On 7/27/07, Gordan Bobic <address@hidden> wrote:
On Fri, 27 Jul 2007, Jochen Küpper wrote:
[...example..]
Using floats instead of doubles can lead to quite significant performance
differences.
On you Pentium 3, not the average number cruncher these days.
A Opteron or any of the modern Intel CPUs would be more appropriate.
*sigh*
On an x86-64 Core2/1.9GHz, CentOS/x86-64 v5, ICC v9.1.051/x86-64
Using the small sample program I posted earlier.
Compiled with: icc -msse3 -xP -fp-model fast=2
Using floats: 2.65 seconds
Using doubles: 5.29 seconds
Twice as many floats vectorize per operation as doubles. Thus it goes
twice as fast. How much more evidence do you require?

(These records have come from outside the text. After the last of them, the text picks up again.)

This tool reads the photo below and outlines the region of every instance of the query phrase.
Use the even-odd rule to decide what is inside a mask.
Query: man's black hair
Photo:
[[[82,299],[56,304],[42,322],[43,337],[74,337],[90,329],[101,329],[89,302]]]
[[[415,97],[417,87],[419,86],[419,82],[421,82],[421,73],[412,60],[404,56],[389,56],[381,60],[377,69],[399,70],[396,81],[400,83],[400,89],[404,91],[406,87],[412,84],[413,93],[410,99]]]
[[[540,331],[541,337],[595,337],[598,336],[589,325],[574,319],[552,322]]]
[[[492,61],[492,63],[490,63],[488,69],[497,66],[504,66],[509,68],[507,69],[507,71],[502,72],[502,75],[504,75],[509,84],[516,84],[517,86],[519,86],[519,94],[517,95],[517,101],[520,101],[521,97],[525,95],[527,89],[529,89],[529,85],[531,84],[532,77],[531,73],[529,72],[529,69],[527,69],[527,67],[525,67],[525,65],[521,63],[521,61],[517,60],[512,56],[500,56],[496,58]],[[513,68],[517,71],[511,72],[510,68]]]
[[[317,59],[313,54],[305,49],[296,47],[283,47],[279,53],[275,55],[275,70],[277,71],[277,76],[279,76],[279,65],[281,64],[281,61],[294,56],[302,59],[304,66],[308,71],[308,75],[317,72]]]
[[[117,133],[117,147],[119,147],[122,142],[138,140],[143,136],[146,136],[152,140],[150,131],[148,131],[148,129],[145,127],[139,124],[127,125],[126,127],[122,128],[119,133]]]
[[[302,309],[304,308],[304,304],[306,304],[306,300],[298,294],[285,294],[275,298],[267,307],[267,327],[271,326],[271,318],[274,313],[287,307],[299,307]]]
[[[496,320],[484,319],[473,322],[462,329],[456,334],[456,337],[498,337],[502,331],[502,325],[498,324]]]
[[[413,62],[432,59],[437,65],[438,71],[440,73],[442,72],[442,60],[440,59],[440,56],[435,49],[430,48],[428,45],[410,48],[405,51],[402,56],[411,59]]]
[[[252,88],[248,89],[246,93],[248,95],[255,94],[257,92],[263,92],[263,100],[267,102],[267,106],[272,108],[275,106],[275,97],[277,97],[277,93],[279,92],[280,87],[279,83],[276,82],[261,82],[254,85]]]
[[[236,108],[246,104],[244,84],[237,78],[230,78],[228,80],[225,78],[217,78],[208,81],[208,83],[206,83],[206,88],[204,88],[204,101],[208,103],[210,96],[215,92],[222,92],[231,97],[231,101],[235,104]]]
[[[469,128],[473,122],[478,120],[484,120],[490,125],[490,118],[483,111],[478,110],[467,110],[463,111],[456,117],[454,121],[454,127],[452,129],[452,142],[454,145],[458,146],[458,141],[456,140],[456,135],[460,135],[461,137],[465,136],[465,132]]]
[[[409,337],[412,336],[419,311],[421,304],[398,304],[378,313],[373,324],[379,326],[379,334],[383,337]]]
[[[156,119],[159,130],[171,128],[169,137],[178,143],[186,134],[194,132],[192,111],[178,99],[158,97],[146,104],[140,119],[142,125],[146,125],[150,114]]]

No you guys got me interested.
Here is what I tried:
#include <stdio.h>
#include <math.h>
int main ()
{
const float foo = 29.123;
unsigned int j,k;
unsigned int i;
double a[] = {1,2,3,4,5,6,7,8};
double b[] = {5,6,7,8,9,10,11,12};
double c[] = {0,0,0,0,0,0,0,0};
for (k=0;k<100000;k++){
for (j=0;j<10000;j++){
for (i = 0; i < 8; i++)
{
c[ i ] = (j*k*(a[ i ]+b[ i ]));
}
}
}
printf("%f", c[3]);
return 0;
}
with gcc 4.1.1
gcc -O3 -march=pentium-m -malign-double -mfpmath=sse -msse2 -Wall -o
vect vect.c -ftree-vectorize -ftree-vectorizer-verbose=5
on a
x86 Family 6 Model 13 Stepping 8 GenuineIntel ~1862 Mhz
The multiplication with j and k ist just so that -O3 doesn't optimize
the outer loops to oblivion, and to raise the overall times above the
clock noise
The results are puzzling:
double, no vectorization: 23.797s
double vectorization: 23.858s
float, no vec: 15.561s
float, vec: 5.843s
long double, no vec (as sse2 is not enough...): 33.344s
Ok, I do understand why long double is slower than double (I think).
But why does vectorization not make the slightest bit of difference
when using doubles?